児童文学ってどんなだっただろう、と思いつつ手にした作品。小中学生に寄り添いつつ、甘い夢だけでもない。児童の時代にこういう作品に触れることは大事かな。読書が苦手な子どももこれなら入りやすいかも。

お薦め度 

ポイント

・自分のリズム

・目的地は変えられますか?

・ポジティブは好きですか?

・作文

自分のリズム

 ヒロインは中学1年生。周りと自分が気になる年です。いとこの真ちゃは同調圧力に屈せず我が道を進めるタイプ。高校に行かずバイトしながら、バンドをやるのはなかなか。もし、誰もがそれぞれのリズムを持っていて、そのリズムで生きられたら素敵だとは思います。自分のリズムで生きるということは、他者のリズムも尊重するということ。その点でも真ちゃんは好青年。まあ、ほとんどの人が周囲を気にしすぎて、自分のリズムを発揮できないでいるので、尊重するのは自分のリズムを見つけてからでいいのかなと思います。もっとも、自分のリズムが世界のリズムと勘違いしている人が結構多いのですが。

目的地を変えられますか?

 真ちゃんの兄やヒロインの姉は、真ちゃんのように自由ではありません。決められたコースをまっすぐに進みたい人。ヒロインの姉は真ちゃんに批判的ですが、それは自分ができないことをしていることに羨望もちょっとある。「川に行こうと決めたら、しんどくても、当初の目的を忘れても、とにかく川にたどりつかないと嫌」という兄と姉、川に向かっていたのに途中で目的地を変えられる真ちゃんとヒロイン。あなたはどちらは派ですか?僕はどちらかといえば後者ですが、きっとどっちの要素も必要なんだと思います。目的地は変えてもいいんです。でも、困難でもどうしてもたどり着きたい場所があるなら、チャレンジを続けてもいい。そんな柔軟さが必要です。

ポジティブは好きですか?

 「雨が降るから虹が出る」

「なに、それ」

「苦しいことがあるからこそ、嬉しいことがあったときの喜びも大きいんだって」

 「絶望の隣は希望」「明けない夜はない」「やまない雨はない」。ポジティブな言葉は数多くありますが、好きな言葉はありますか。それとも、苦手ですか。

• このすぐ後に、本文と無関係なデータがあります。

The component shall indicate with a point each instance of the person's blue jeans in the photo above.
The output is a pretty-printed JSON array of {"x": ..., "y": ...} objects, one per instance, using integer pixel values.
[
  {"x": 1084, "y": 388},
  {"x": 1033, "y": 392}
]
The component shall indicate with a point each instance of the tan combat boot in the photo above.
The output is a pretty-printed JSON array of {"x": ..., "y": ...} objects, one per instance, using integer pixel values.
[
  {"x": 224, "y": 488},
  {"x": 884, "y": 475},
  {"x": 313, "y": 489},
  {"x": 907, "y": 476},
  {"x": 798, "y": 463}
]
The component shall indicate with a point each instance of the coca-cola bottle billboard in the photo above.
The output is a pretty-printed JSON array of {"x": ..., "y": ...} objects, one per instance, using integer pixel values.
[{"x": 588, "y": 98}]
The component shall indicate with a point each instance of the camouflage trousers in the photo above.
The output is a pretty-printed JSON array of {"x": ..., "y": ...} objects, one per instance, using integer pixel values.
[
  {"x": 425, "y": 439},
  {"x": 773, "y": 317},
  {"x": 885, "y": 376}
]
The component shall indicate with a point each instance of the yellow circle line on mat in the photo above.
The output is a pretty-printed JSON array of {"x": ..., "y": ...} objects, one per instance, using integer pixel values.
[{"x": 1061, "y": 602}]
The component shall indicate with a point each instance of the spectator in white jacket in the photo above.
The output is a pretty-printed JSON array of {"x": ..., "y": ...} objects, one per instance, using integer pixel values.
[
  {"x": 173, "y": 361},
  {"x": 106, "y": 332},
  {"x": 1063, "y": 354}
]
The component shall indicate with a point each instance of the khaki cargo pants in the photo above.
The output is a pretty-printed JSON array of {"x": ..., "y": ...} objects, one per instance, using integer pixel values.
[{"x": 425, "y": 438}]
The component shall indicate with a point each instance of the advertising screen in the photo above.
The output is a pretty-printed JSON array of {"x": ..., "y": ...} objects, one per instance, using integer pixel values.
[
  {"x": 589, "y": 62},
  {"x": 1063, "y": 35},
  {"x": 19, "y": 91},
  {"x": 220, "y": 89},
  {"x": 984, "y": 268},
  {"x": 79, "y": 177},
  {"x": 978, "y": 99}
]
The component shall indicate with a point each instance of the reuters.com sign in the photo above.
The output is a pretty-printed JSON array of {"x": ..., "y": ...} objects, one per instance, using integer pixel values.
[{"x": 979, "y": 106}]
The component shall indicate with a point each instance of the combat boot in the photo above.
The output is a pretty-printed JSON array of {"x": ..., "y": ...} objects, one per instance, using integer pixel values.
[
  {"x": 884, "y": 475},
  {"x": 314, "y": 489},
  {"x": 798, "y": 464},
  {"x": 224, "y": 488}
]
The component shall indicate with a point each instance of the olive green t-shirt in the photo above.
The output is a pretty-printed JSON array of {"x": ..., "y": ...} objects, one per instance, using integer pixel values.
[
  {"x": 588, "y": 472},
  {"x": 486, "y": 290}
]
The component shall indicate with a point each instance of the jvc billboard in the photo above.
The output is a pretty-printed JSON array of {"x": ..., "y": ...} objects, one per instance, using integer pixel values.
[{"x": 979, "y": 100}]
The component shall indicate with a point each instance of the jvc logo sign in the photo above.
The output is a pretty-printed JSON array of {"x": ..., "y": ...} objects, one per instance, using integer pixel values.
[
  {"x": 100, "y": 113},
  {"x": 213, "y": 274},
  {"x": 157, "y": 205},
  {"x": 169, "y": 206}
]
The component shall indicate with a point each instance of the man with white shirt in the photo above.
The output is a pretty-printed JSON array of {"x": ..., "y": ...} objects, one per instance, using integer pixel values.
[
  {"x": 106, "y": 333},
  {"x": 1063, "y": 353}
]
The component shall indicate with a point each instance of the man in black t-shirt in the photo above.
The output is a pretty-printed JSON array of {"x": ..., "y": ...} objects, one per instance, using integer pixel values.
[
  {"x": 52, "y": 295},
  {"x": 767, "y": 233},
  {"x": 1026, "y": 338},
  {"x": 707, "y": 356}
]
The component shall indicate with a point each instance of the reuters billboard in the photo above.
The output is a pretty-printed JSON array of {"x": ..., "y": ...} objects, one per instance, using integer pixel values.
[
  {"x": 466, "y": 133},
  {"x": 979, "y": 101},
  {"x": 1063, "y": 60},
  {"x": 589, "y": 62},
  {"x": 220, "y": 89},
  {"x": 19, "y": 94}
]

 真ちゃんは基本ポジティブです。状況は決してポジティブにも見えないけれど、自分のやりたいことが分かっていて、そのために必要なことをしている。「夢を力づくでかなえるために新宿にいく」というセリフも真ちゃんらしい。

 「やりたいことをやるために生まれてきたんだから」。戦時中も令和の世も。生きている人はみんな切実さの度合いこそ違えど、悩みがあります。いや主観的な切実さは差なんてないのかもしれません。ポジティブな言葉が響くかどうかは、その人が自分で何かをつかんだことがあるかどうかにかかっていそうです。

作文

 ヒロインは夏休みの宿題である作文を友達に書いてもらうのですが、「家族でアフリカ旅行」「ターザンに出会った」など、かなりユニークに書かれてしまい、冷や汗を書くシーンがあります。

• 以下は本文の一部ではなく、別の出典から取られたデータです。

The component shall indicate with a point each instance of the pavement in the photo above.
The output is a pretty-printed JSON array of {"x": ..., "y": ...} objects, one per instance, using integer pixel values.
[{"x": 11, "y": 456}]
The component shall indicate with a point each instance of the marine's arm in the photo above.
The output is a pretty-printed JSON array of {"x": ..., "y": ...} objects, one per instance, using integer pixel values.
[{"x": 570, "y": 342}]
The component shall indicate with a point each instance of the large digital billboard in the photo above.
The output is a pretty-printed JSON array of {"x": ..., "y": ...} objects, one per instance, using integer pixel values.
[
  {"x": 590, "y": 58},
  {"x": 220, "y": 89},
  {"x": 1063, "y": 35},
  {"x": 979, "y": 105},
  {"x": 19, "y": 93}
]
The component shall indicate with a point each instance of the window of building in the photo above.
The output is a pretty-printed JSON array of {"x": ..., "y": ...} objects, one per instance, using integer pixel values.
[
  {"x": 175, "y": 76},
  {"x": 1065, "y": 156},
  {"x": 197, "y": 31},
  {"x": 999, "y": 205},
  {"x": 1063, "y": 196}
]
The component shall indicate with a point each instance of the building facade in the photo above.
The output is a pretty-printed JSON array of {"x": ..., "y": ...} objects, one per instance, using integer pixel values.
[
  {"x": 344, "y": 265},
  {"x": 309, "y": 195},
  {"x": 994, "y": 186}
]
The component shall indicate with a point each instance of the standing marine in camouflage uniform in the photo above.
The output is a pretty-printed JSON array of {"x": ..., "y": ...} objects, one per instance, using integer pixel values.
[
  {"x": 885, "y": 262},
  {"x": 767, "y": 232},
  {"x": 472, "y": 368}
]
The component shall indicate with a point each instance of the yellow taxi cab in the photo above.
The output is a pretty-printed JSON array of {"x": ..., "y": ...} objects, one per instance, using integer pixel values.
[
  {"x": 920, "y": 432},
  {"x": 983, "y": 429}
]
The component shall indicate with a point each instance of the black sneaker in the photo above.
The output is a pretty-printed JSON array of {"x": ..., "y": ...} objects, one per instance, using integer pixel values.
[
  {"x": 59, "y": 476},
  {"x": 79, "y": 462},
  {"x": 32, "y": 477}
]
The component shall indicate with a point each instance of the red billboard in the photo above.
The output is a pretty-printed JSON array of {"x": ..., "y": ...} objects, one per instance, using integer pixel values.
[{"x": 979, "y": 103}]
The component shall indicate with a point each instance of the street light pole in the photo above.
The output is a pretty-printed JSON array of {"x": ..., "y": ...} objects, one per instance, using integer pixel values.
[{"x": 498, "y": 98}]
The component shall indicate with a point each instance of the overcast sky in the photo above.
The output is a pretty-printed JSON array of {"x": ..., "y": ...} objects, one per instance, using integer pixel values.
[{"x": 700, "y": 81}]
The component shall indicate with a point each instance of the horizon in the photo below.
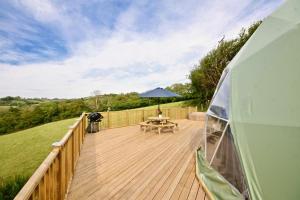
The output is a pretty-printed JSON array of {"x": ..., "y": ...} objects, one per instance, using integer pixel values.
[{"x": 51, "y": 49}]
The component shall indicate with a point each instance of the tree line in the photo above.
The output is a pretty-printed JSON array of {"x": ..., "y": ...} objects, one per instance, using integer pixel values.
[
  {"x": 206, "y": 74},
  {"x": 204, "y": 77}
]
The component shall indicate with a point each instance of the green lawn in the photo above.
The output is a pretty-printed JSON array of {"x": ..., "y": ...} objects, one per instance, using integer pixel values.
[
  {"x": 4, "y": 108},
  {"x": 22, "y": 152}
]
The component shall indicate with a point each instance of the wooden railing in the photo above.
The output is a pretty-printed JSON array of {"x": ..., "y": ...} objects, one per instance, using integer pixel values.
[
  {"x": 53, "y": 177},
  {"x": 123, "y": 118}
]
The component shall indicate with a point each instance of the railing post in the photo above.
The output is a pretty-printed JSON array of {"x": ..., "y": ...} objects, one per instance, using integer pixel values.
[
  {"x": 127, "y": 117},
  {"x": 143, "y": 115},
  {"x": 108, "y": 124},
  {"x": 58, "y": 173}
]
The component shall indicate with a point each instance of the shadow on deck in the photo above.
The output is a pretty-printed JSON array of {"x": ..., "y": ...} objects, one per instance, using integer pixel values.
[{"x": 125, "y": 163}]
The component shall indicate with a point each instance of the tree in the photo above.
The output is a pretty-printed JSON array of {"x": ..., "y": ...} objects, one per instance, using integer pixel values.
[{"x": 205, "y": 76}]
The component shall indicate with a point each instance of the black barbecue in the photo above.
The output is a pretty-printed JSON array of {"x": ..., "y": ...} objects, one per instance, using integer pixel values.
[{"x": 94, "y": 122}]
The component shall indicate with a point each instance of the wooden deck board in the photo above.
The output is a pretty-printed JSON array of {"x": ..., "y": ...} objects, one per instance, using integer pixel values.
[{"x": 126, "y": 163}]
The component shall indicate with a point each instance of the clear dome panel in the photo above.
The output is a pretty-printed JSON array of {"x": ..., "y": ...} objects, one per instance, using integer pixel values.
[
  {"x": 220, "y": 103},
  {"x": 227, "y": 163}
]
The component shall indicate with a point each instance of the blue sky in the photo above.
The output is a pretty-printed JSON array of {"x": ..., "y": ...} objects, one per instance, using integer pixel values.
[{"x": 70, "y": 48}]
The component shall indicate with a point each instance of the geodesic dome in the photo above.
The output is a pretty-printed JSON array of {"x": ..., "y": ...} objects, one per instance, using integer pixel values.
[{"x": 252, "y": 134}]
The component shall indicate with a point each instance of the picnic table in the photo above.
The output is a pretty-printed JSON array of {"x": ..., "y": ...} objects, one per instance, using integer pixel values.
[{"x": 158, "y": 123}]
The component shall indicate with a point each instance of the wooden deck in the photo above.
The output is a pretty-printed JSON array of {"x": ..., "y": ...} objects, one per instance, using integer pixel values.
[{"x": 125, "y": 163}]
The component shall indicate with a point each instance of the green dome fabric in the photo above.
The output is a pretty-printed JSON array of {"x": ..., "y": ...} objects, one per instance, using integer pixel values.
[
  {"x": 264, "y": 112},
  {"x": 258, "y": 96}
]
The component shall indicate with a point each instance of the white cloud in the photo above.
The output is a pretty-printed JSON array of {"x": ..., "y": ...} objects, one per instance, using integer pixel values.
[{"x": 174, "y": 46}]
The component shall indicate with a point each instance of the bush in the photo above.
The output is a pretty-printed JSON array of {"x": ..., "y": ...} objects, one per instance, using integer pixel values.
[{"x": 10, "y": 187}]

 僕も大学時代、論文の代行執筆をやっていました。1本3千円。勉強はそこそこできるけど、論文を書くのは苦手という学生は結構多くて、口コミで代行サービスが広がり、結構忙しかったです。中にはこの作文のように一見とんでもない設定に見えて、実は結構鋭い(自画自賛)の論文もあって、優をいくつも取っています。ワープロが広まっており、手書きでなかったのも有利に働きました。

編集後記

 短くて、サクサク読める。そして、誰もが通る道をストレートに描いている。夏休みに読書感想文を出さないといけない、という小中学生にお薦めできる1冊です。無人駅で自由にお持ち帰りくださいと置いてあった本なのですが、結構掘り出し物。他にも無人駅で入手した本があるので、読むのが楽しみです。